Since, under the 1961 amendments to the Federal Tort Claims Act, the insured federal employee is not “legally obligated” (liable) to Plaintiff Myers, the insurance company is not liable under its policy to the insured employee or to the Government as an additional insured.4 This is no windfall for *520the insurance company. It reduced the insured’s premium 40 per cent because the policy did not include “business” risks, and the parties to the insurance contract knew the insured did not need, purchase or pay for “business” insurance because he was protected by the amended Federal Tort Claims Act from liability in carrying on the business of the Government.

The third-party defendant’s Motion to Dismiss is therefore granted and judgment shall be entered accordingly.

The Court finds that the settlement as between the plaintiff and the United States is reasonable and proper and judgment shall be entered for the plaintiff against the United States.

The Court further finds that a reasonable fee for the attorney for the plaintiff would be 20 per cent of the amount of settlement, which fee is hereby allowed, to be paid out of, but not in addition to, the amount of settlement.

Dated and signed this 21st day of May, 1965.

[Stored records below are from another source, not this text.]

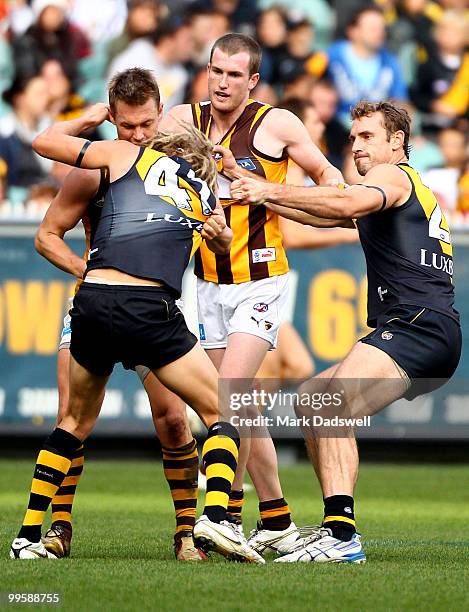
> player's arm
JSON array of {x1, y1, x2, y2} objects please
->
[
  {"x1": 280, "y1": 217, "x2": 358, "y2": 249},
  {"x1": 254, "y1": 108, "x2": 344, "y2": 185},
  {"x1": 32, "y1": 102, "x2": 136, "y2": 173},
  {"x1": 264, "y1": 202, "x2": 355, "y2": 228},
  {"x1": 231, "y1": 164, "x2": 410, "y2": 219},
  {"x1": 201, "y1": 201, "x2": 233, "y2": 255},
  {"x1": 34, "y1": 169, "x2": 99, "y2": 278}
]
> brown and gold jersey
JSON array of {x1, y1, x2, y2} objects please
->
[{"x1": 192, "y1": 100, "x2": 288, "y2": 284}]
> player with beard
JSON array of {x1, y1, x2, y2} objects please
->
[{"x1": 231, "y1": 102, "x2": 462, "y2": 563}]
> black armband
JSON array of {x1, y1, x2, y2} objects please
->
[
  {"x1": 74, "y1": 140, "x2": 91, "y2": 168},
  {"x1": 358, "y1": 183, "x2": 387, "y2": 212}
]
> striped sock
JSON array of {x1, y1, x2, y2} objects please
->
[
  {"x1": 259, "y1": 497, "x2": 291, "y2": 531},
  {"x1": 322, "y1": 495, "x2": 356, "y2": 542},
  {"x1": 18, "y1": 427, "x2": 81, "y2": 542},
  {"x1": 202, "y1": 421, "x2": 239, "y2": 523},
  {"x1": 52, "y1": 444, "x2": 85, "y2": 524},
  {"x1": 163, "y1": 440, "x2": 199, "y2": 536},
  {"x1": 226, "y1": 489, "x2": 244, "y2": 523}
]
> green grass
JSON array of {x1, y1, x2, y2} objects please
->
[{"x1": 0, "y1": 460, "x2": 469, "y2": 612}]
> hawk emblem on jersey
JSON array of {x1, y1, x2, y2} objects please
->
[{"x1": 236, "y1": 157, "x2": 256, "y2": 172}]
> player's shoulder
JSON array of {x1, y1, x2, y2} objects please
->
[{"x1": 365, "y1": 164, "x2": 408, "y2": 185}]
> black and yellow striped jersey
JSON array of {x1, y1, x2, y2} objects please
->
[
  {"x1": 192, "y1": 100, "x2": 288, "y2": 284},
  {"x1": 356, "y1": 164, "x2": 459, "y2": 327},
  {"x1": 87, "y1": 147, "x2": 216, "y2": 295}
]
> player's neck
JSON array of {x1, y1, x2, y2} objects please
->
[{"x1": 210, "y1": 98, "x2": 249, "y2": 142}]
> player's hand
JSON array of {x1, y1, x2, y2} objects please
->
[
  {"x1": 213, "y1": 145, "x2": 238, "y2": 178},
  {"x1": 82, "y1": 102, "x2": 109, "y2": 128},
  {"x1": 200, "y1": 206, "x2": 226, "y2": 240},
  {"x1": 230, "y1": 177, "x2": 272, "y2": 204}
]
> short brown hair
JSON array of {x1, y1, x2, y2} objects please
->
[
  {"x1": 210, "y1": 33, "x2": 262, "y2": 76},
  {"x1": 350, "y1": 100, "x2": 411, "y2": 157},
  {"x1": 109, "y1": 68, "x2": 160, "y2": 112}
]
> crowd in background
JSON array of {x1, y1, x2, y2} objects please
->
[{"x1": 0, "y1": 0, "x2": 469, "y2": 229}]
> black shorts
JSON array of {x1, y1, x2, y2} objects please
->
[
  {"x1": 70, "y1": 282, "x2": 197, "y2": 376},
  {"x1": 361, "y1": 304, "x2": 462, "y2": 399}
]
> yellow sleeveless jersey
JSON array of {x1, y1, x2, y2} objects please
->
[{"x1": 192, "y1": 100, "x2": 288, "y2": 284}]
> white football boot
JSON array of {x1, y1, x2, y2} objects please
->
[
  {"x1": 248, "y1": 521, "x2": 300, "y2": 555},
  {"x1": 194, "y1": 514, "x2": 265, "y2": 563},
  {"x1": 10, "y1": 538, "x2": 57, "y2": 559},
  {"x1": 274, "y1": 527, "x2": 366, "y2": 563}
]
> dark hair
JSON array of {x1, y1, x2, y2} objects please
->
[
  {"x1": 109, "y1": 68, "x2": 160, "y2": 112},
  {"x1": 210, "y1": 33, "x2": 262, "y2": 76},
  {"x1": 277, "y1": 97, "x2": 314, "y2": 121},
  {"x1": 347, "y1": 5, "x2": 383, "y2": 28},
  {"x1": 350, "y1": 100, "x2": 411, "y2": 157}
]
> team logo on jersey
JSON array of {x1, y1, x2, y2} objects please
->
[
  {"x1": 252, "y1": 247, "x2": 277, "y2": 263},
  {"x1": 199, "y1": 323, "x2": 207, "y2": 340},
  {"x1": 236, "y1": 157, "x2": 256, "y2": 172}
]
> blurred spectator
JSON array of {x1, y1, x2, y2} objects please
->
[
  {"x1": 433, "y1": 53, "x2": 469, "y2": 119},
  {"x1": 108, "y1": 0, "x2": 160, "y2": 64},
  {"x1": 0, "y1": 76, "x2": 52, "y2": 198},
  {"x1": 108, "y1": 18, "x2": 194, "y2": 110},
  {"x1": 328, "y1": 7, "x2": 407, "y2": 124},
  {"x1": 256, "y1": 6, "x2": 287, "y2": 85},
  {"x1": 258, "y1": 0, "x2": 334, "y2": 49},
  {"x1": 309, "y1": 79, "x2": 349, "y2": 168},
  {"x1": 277, "y1": 19, "x2": 327, "y2": 82},
  {"x1": 70, "y1": 0, "x2": 127, "y2": 43},
  {"x1": 283, "y1": 68, "x2": 314, "y2": 100},
  {"x1": 410, "y1": 11, "x2": 469, "y2": 127},
  {"x1": 13, "y1": 0, "x2": 90, "y2": 87},
  {"x1": 186, "y1": 9, "x2": 230, "y2": 69},
  {"x1": 191, "y1": 0, "x2": 257, "y2": 35},
  {"x1": 422, "y1": 127, "x2": 469, "y2": 212}
]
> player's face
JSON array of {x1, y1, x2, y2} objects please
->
[
  {"x1": 350, "y1": 113, "x2": 393, "y2": 176},
  {"x1": 111, "y1": 99, "x2": 163, "y2": 145},
  {"x1": 208, "y1": 48, "x2": 259, "y2": 113}
]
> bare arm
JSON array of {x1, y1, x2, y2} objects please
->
[
  {"x1": 201, "y1": 202, "x2": 233, "y2": 255},
  {"x1": 34, "y1": 169, "x2": 99, "y2": 278},
  {"x1": 280, "y1": 218, "x2": 358, "y2": 249},
  {"x1": 254, "y1": 108, "x2": 344, "y2": 185},
  {"x1": 32, "y1": 103, "x2": 138, "y2": 180},
  {"x1": 231, "y1": 164, "x2": 410, "y2": 219}
]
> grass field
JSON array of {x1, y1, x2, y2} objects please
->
[{"x1": 0, "y1": 460, "x2": 469, "y2": 612}]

. In the construction of statutory language, it has been held that the word “person” includes the United States. Stanley v. Schwalby, 147 U.S. 508, 13 S.Ct. 418, 37 L.Ed. 259 (1893); State of Ohio v. Helvering, 292 U.S. 360, 370, 54 S.Ct. 725, 78 L.Ed. 1307 (1934); Helvering v. Stockholms, etc., Bank, 293 U.S. 84, 55 S.Ct. 50, 79 L.Ed. 211 (1934). Also, the United States has been recognized as a “person” within the meaning of Rule 14 E.R.Civ.P. permitting service upon “ * * * a person not a party to the action. * * * ” United States v. Yellow Cab Co., 340 U.S. 543, 71 S.Ct. 399, 95 L.Ed. 523 (1951). However, in each of these instances it was the predominant intention of Congress which governed.

In a situation analogous to the one present in this case, the New Hampshire Supreme Court has held that the government is not a “person or organization.” Farm Bureau Mutual Automobile Insurance Co. v. Manson (1947), 94 N.H. 389, 54 A.2d 580, 583. Compare United States v. Maryland Casualty Company (5 Cir., 1963), 323 F.2d 473.

. Under the insurance policy in question the duty to defend and right to settle rest in the insurance company.

. Nistendirk v. McGee (W.D.Mo., 1963), 225 F.Supp. 883; Nistendirk v. United States v. M. F. A. Mutual Insurance Company (W.D.Mo., 1964), 225 F.Supp. 884; Vaughn v. United States v. Tennessee Farmers Mutual Insurance Company (W.D.Tenn., 1964), 225 F.Supp. 890; Patterson v. United States v. State Farm Mutual Automobile Insurance Company (RD.Tenn., 1964), 233 F.Supp. 447; McCrary v. United States (E.D.Tenn., 1964), 235 F.Supp. 33. (Judge Neese, in a memorandum opinion, reaffirms the views expressed in Gipson v. Shelley, supra, but joins the other judges of the Eastern District of Tennessee in holding the insuranee company liable “for the sake of uniformity” in the District); Barker v. United States (N.D.Ga., 1964), 233 F. Supp. 455; Gahagan v. State Farm Mutual Automobile Insurance Co. (W.D.La., 1964), 233 F.Supp. 171; Chatham v. United States v. National Insurance Underwriters (Civil Action No. 1972, Mid.D. Ga. — unreported—1964).

. After the issuance of the policy in question the Texas Insurance Commission, on August 1, 1962, promulgated a standard endorsement excluding the United States as an “insured” and excluding from liability coverage any accident covered by the Federal Tort Claims Act. Of course, *520such endorsement is no evidence of the intent of the contracting parties and does not override the obvious intent of Congress in the 1961 amendments.